— Кто это сделал? — голос прозвучал глухо, почти чужим, будто слова давались с трудом, как будто он не имел права их произносить.
Анна вздрогнула от этого вопроса. Она не ожидала его. Не ожидала, что он вообще заметит, что спросит, что ему будет не всё равно. Она подняла на него глаза, в которых застыл тот самый страх, который не уходил никогда, и покачала головой — еле заметно, почти незаметно.
— Неважно, — прошептала она, и голос её дрогнул, выдав то, что она пыталась спрятать. — Это… давно.
Громов смотрел на неё и понимал, что «давно» здесь ничего не значит. Шрамы не лгут. Они помнят всё.
Он снова сжал кулаки. Потом резко отвернулся, будто не мог больше на неё смотреть, и провёл ладонью по лицу, стирая с него любые эмоции, возвращая привычную маску.
— Еды больше не будет, — бросил он, и теперь в его голосе не было ни угрозы, ни жестокости — только холодная, пустая констатация факта. — Верни её в комнату.
Он не смотрел на охранника, не смотрел на Анну. Он смотрел куда-то в угол, на тёмную, ничем не примечательную точку на стене, будто она была единственным, что могло удержать его на месте.
Охранник молча кивнул и потянул Анну за локоть, уводя её прочь. Она шла, не оглядываясь, чувствуя на себе его взгляд — тот, который теперь был не просто холодным, а каким-то другим, будто он увидел за ней что-то, что не хотел видеть.
А когда дверь за ними закрылась, Громов наконец позволил себе опустить плечи. Он подошёл к окну и встал, глядя в непроглядную темноту за стеклом. Перед глазами всё ещё стояли эти шрамы — как обвинение, как напоминание о том, что мир куда страшнее, чем любые его собственные правила.

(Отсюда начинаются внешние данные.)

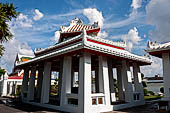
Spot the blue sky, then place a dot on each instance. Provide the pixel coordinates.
(39, 21)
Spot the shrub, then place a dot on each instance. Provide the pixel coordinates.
(162, 89)
(144, 84)
(151, 92)
(145, 91)
(18, 90)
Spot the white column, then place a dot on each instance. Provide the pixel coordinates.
(60, 78)
(24, 86)
(84, 93)
(66, 80)
(111, 80)
(127, 78)
(120, 84)
(39, 82)
(97, 79)
(31, 87)
(166, 75)
(5, 85)
(46, 83)
(100, 75)
(103, 67)
(138, 80)
(10, 88)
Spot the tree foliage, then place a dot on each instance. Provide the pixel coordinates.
(162, 89)
(7, 12)
(2, 72)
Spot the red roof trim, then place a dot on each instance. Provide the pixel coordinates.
(58, 47)
(105, 44)
(15, 77)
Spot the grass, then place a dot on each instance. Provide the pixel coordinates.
(152, 97)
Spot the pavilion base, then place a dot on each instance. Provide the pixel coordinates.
(128, 105)
(73, 108)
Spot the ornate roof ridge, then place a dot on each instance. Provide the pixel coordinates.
(154, 46)
(77, 25)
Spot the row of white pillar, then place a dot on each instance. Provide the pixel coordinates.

Он не знал, кто сделал это с ней. Но впервые за долгое время он вдруг поймал себя на мысли, что хочет это выяснить.
Громов остался стоять у окна, глядя в непроглядную темноту, но не видя её. Перед глазами вместо ночной улицы стояли шрамы Анны — переплетённые, уродливые, будто кто‑то нарочно пытался стереть с неё саму суть жизни, а она всё равно осталась жива.
И вдруг его накрыло не чужой болью — а своей собственной, давно похороненной, старательно забытой. Она поднялась из глубины, тяжёлая, густая, как смола, и потянула за собой воспоминания, которые он годами запрещал себе трогать. Они врывались в сознание не отдельными картинками, а цельным, удушающим ощущением: холод пола под босыми ногами, запах старого дерева и пыли, который въедался в кожу, и эта звенящая тишина перед ударом, когда весь мир замирал, словно сам боялся сделать вдох.
Он снова был мальчишкой — тощим, жилистым, с вечно сбитыми костяшками и взглядом, который слишком рано научился высчитывать, откуда придёт следующий удар. Дом тогда казался не убежищем, а ловушкой: высокие потолки, от которых эхо делало каждый звук страшнее, тёмные углы, где пряталась не тень, а ожидание беды, тяжёлые двери, которые хлопали так, что звенели стёкла, будто дом сам вздрагивал от собственной жестокости. И в центре всего этого — отец. Не человек, а стихия: гром, молния, неумолимая сила, перед которой всё живое съёживалось.